The footprint of an email comes from the electricity needed to power the equipment used at each stage of the process
The next time you write a quick “thank you” note in an email, think twice before pressing the ‘send’ key. According to energy supplier OVO’s “Think before you thank” campaign, changing that habit across the UK population would equate to taking 3,334 diesel cars off the road for an entire year.
Every 18 seconds
Our demand for internet and smart technologies is increasing rapidly, and by 2025, every person in the developed world will have at least one ‘interaction’ with a data centre every 18 seconds of their lives. In 2023, the world’s 4.4 billion email users are predicted to send 347.3 billion emails each day.
But that demand brings with it an additional strain on the power grid. And the statistics and forecasts make for sobering reading. Data centres are major energy users, with some of the largest consuming more electricity than several entire countries put together.
In fact, the International Energy Agency estimates that 1% of all global electricity is used by data centres, and that by 2025, they will consume some 20% of the world’s power supply.
On a more positive note, though, while average energy use is increasing steadily, the data centres are becoming more and more efficient. They are actually consuming energy at a rate only little higher than they did 20 years ago, thanks to advances made in cloud storage facilities (often called hyperscale centres) and in other areas.
The impact of email
So, what can we do about it? Perhaps the best place to start is by getting a good idea of our own carbon footprint. Calculating it isn’t an exact science, but numerous attempts have been made over many years to provide some kind of measurement.
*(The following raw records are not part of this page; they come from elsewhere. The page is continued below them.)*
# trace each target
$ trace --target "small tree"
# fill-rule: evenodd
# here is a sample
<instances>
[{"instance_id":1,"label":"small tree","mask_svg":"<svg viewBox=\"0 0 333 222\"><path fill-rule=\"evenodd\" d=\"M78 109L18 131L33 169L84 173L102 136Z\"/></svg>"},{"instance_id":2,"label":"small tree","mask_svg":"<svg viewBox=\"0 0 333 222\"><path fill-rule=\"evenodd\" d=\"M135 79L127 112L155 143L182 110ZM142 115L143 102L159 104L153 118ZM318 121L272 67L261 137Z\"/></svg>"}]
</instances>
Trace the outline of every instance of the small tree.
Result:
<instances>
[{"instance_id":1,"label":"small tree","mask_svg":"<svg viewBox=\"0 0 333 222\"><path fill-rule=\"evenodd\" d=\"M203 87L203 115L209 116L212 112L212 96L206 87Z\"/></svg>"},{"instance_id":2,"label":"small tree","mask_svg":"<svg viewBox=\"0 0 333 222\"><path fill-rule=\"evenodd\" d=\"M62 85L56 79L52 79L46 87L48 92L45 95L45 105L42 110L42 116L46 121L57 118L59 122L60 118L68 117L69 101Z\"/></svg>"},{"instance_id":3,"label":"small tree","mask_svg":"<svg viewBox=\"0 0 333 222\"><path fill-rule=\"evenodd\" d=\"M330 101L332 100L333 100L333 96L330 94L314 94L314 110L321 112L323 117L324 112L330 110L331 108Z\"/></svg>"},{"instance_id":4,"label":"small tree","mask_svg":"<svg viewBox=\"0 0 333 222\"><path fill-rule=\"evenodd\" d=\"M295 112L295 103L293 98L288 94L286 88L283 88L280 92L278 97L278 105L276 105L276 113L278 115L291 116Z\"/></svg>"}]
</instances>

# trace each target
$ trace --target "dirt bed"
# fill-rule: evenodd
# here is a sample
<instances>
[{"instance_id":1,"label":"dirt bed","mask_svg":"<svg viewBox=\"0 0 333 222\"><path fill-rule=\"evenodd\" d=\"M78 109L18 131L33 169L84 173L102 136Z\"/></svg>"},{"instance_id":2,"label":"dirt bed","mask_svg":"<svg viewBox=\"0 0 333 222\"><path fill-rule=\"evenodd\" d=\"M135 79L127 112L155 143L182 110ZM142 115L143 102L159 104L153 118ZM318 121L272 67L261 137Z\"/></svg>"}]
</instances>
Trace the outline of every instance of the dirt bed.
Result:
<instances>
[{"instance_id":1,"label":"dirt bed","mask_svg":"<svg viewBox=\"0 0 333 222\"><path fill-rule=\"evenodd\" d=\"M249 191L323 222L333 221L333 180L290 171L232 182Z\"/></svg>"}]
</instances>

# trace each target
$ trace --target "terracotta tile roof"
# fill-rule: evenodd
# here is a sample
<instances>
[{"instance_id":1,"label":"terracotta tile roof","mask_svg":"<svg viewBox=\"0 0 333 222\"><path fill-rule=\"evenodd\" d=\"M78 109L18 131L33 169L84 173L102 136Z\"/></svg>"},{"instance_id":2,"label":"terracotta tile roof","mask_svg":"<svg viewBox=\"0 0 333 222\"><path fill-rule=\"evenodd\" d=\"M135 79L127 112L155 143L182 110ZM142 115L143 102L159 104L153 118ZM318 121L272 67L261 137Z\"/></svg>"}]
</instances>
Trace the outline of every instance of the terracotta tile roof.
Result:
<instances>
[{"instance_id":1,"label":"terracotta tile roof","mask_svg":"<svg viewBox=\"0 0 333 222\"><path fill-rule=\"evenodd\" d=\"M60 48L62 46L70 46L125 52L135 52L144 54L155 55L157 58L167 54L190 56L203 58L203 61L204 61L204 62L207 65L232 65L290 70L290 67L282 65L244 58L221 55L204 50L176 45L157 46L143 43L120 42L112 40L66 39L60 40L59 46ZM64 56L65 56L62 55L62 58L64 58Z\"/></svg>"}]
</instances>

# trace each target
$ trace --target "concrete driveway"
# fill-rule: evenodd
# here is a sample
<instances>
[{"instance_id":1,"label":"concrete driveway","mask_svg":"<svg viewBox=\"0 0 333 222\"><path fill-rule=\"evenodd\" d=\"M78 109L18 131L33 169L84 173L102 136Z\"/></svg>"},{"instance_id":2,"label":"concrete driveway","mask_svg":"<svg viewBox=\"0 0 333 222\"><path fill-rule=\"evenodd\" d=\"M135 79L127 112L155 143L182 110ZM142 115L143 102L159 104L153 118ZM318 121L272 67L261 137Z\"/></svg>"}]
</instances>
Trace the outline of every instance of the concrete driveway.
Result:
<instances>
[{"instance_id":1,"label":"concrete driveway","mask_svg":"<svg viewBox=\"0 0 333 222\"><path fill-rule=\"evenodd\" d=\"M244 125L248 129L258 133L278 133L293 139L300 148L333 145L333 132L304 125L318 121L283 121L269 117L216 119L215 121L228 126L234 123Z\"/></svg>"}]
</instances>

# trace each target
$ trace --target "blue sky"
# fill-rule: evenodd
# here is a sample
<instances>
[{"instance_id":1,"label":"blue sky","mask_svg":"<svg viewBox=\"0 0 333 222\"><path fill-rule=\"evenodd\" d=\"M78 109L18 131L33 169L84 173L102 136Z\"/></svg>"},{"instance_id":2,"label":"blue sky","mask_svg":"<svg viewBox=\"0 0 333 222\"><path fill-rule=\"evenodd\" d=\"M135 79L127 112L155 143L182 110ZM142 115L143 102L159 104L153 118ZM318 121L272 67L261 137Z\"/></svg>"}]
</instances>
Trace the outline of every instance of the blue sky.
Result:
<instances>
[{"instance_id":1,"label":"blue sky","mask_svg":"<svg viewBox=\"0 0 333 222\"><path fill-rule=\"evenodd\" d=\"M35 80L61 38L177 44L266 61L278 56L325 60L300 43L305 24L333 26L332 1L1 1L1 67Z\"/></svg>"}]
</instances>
Mike Berners-Lee is a researcher at Lancaster University in the UK, author of the book The Carbon Footprint of Everything and founder of Small World Consulting, a company that researches the carbon footprints of the general public. He estimates that the “cost” of a short email from one laptop to another is some 0.4g CO²e, while a longer one that takes 10 minutes to write and 3 minutes to read, sent laptop to laptop, weighs in at around 17g CO²e. One with a large attachment can reach up to 50g.
The book also reveals that the footprint of an email comes from the electricity needed to power the equipment used at each stage of the process: the device it is written on, the network that sends it, the data centre it is stored on, and the device it is read on. It’s the devices at each end that are the key factors, even when large attachments are being sent.
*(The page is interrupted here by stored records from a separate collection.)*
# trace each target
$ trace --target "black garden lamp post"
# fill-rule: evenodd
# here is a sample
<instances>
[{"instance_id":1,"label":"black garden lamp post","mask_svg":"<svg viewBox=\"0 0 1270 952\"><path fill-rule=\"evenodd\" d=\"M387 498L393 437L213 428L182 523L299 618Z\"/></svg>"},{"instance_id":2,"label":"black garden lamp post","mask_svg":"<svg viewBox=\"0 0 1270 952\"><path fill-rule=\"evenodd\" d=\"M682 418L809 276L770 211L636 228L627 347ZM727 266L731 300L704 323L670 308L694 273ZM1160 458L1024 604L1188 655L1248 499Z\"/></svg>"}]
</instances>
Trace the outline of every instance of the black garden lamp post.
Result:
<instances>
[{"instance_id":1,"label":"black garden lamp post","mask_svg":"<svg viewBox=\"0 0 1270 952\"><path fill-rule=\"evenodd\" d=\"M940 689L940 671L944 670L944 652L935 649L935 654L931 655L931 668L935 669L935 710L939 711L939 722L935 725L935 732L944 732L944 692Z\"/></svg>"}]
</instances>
Streaming compared to car driving
Is streaming movies and music your thing? Rabih Bashroush, a scientist at the EU-funded Eureca project, worked out that the five billion streams of a music video from 2017 used up as much electricity as the entire countries of Chad, Guinea-Bissau, Somalia, Sierra Leone, and the Central African Republic put together in a single year.
"Could video streaming be as bad for the environment as driving a car?", asked physics professor Stefano Bonetti recently on the commentary website The Conversation. Since he is a physics professor, he calculated the energy use and concluded that streaming a two-hour movie on a normal phone or computer is comparable to the emissions from a 45-minute car drive. This is quite mind-boggling for something that we perceive as immaterial.